This is the second correspondence on last week’s Predictive Analytics World (PAW) in San Francisco. About a year and a half ago, I wrote a book review on Super Crunchers by Yale economist Ian Ayres, in which I noted that super crunching as the amalgam of predictive modeling and randomized experiments. Randomization to treatment and control groups allows investigators to minimize the risk of study bias so that the only important differences between groups out of the gate are that one is named treatment while the other is called control. Predictive modeling by itself allows analysts to infer relationships and correlation; the addition of experiments sharpens the focus to cause and effect. The combination of predictive modeling and experiments is thus a very potent tool in the business learning arsenal of hypothesize/experiment/learn.

The power of analytics plus experiments was understood well by PAW participants. Conference chair Eric Siegel noted the importance of experiments in demonstrating the value of predictive modeling, citing the oft-told story of Harrah’s Entertainment that “not using a control group” is rationale for termination. Siegel also detailed the champion/challenger experimental analogy used by enterprise decision management practitioners.
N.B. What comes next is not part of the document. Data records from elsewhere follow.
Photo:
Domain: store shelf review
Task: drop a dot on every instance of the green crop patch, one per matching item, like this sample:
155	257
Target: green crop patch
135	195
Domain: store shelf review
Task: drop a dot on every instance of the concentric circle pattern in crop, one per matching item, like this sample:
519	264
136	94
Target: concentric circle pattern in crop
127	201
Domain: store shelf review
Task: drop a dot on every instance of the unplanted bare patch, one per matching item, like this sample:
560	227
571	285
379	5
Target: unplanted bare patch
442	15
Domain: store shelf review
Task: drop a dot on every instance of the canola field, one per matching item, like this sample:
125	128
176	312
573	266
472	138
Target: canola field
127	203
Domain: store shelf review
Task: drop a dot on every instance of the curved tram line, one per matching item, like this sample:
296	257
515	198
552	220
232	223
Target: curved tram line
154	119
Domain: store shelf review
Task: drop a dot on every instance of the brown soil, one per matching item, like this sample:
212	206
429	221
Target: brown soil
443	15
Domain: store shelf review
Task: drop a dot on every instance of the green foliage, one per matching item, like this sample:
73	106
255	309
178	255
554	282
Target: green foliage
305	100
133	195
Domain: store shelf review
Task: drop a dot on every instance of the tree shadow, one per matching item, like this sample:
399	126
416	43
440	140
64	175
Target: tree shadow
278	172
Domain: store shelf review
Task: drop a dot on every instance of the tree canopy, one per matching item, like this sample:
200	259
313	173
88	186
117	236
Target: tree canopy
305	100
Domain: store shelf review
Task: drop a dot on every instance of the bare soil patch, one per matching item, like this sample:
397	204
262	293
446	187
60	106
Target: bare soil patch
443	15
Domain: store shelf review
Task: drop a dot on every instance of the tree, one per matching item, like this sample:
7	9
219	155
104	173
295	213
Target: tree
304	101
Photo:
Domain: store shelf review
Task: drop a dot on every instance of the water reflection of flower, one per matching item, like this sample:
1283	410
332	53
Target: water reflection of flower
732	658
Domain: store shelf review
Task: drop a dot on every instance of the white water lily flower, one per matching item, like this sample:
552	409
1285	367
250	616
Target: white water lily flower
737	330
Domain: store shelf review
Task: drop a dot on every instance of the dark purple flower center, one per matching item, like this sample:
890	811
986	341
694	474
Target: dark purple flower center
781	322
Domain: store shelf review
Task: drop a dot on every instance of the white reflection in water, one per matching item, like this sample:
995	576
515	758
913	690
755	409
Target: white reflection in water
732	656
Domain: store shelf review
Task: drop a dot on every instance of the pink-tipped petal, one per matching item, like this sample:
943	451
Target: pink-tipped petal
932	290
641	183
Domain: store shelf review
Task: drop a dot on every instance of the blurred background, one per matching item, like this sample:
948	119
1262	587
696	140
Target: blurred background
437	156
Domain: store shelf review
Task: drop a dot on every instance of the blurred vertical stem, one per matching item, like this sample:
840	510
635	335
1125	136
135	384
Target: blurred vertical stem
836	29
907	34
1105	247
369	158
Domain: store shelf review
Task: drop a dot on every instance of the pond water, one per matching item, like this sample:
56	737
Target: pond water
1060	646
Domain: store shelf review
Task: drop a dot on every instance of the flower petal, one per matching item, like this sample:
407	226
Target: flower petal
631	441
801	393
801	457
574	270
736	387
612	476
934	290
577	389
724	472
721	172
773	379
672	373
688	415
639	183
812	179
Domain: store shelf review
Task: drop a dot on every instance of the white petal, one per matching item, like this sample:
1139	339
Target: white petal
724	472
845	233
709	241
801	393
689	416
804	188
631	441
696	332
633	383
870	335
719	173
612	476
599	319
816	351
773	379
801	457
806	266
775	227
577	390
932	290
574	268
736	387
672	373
SAS’s Anne Milley improved her standing with me quite a bit with a short but incisive presentation. Anne’s just now starting to get over an unfortunate remark on the risk of using the open source analytics platform R in a January NY Times article.
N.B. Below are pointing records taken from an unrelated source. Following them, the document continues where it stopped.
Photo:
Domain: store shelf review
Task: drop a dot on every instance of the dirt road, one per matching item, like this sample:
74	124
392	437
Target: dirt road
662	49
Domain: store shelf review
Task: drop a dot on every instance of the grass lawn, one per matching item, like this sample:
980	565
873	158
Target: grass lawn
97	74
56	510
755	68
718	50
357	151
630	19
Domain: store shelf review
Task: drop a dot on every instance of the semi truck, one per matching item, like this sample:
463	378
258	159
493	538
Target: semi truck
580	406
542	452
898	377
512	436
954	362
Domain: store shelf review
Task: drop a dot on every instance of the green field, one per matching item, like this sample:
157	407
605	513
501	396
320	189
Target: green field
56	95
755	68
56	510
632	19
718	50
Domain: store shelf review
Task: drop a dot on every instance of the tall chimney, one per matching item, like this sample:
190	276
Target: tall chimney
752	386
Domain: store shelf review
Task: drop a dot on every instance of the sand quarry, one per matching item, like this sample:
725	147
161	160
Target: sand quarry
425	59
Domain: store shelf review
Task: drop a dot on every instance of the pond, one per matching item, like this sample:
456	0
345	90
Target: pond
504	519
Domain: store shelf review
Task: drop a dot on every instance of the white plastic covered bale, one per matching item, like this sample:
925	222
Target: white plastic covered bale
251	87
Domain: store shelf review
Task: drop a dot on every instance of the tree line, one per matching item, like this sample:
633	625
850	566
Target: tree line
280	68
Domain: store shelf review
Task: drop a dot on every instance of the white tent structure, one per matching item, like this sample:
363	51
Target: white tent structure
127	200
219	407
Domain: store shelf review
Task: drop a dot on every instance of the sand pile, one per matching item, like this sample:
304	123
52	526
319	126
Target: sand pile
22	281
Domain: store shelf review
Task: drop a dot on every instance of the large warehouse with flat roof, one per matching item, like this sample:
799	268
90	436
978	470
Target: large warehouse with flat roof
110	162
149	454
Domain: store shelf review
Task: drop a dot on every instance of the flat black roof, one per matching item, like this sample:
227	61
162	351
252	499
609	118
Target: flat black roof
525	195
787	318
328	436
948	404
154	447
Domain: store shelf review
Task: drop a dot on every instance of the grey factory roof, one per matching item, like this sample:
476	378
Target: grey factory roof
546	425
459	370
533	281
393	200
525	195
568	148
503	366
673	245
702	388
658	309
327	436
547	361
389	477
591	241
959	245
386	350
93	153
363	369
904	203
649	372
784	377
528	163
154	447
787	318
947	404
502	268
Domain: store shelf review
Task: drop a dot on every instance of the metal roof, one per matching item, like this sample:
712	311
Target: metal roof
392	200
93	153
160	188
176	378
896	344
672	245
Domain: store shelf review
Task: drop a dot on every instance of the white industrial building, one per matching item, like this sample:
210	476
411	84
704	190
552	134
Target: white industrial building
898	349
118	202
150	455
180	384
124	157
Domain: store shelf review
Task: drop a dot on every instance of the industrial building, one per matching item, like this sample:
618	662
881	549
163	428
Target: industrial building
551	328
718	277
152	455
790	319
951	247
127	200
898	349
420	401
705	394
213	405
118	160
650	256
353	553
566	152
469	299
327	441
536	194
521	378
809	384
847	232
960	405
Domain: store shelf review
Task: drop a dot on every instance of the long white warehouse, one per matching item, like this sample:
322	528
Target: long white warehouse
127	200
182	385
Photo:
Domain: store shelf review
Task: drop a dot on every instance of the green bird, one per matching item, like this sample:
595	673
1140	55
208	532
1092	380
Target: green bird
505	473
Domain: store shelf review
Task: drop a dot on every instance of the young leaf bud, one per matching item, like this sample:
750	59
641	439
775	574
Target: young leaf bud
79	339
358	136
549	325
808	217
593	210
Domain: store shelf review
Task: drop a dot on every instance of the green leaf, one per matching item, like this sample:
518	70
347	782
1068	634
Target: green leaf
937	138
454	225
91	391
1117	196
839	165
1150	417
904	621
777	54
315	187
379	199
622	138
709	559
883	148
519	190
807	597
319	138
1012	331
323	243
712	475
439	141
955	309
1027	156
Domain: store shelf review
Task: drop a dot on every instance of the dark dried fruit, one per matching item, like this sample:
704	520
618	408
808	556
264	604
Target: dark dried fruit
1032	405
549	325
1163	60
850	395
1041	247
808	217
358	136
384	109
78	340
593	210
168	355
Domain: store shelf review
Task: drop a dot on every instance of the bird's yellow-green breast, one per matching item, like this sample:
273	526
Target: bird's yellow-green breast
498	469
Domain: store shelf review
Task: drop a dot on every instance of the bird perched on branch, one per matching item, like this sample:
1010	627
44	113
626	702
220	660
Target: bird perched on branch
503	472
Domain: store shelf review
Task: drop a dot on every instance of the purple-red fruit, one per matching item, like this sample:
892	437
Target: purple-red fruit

In this talk, she quotes Derek Bok, president of Harvard University from 1970-1991: “If you think education is expensive, try ignorance”. Anne proceeds to frame predictive analytics in a broader context of applying scientific principles to business. This framework for business analytics is one of:

  1. Observe, Define, Measure
  2. Experiment
  3. Act

She also proposes an Analytics Center of Excellence to promote dialog between producers and consumers of analytics, sagely noting that the social is every bit as important as the analytical, and that data quality is king. Sounds like someone who’s been around the modeling block more than a few times.
John McConnell of Analytical People discusses the popular CRISP-DM (CRoss-Industry Standard Process for Data Mining) methodology in his study of customer retention. The steps of the CRISP-DM feedback loop include Business Understanding, Data Understanding, Data Preparation, Modeling, Evaluation and Deployment. Randomized experiments or other rigorous designs are part and parcel of the evaluation step.

Jun Zhong, VP Targeting and Analytics, Card Services Customer Marketing, Wells Fargo, uses randomized experiments as well as propensity adjustments for his response modeling so he can distinguish re-active purchasers from pro-active and non purchasers to best allocate scarce targeting dollars.
 
Finally, Andreas Weigend, former Chief Scientist of Amazon.com is a big proponent of the scientific method for learning in business. His talk, The Unrealized Power of Data, articulated a methodology, PHAME, for measuring the power of data. Weigend’s approach,
Problem-->Hypothesis-->Action-->Metrics-->Experiments, supplements top-down problem definition, hypotheses formulation and evaluation metrics with the bottom-up performance measurement of experiments in a learning feedback loop. Tom Davenport would be proud.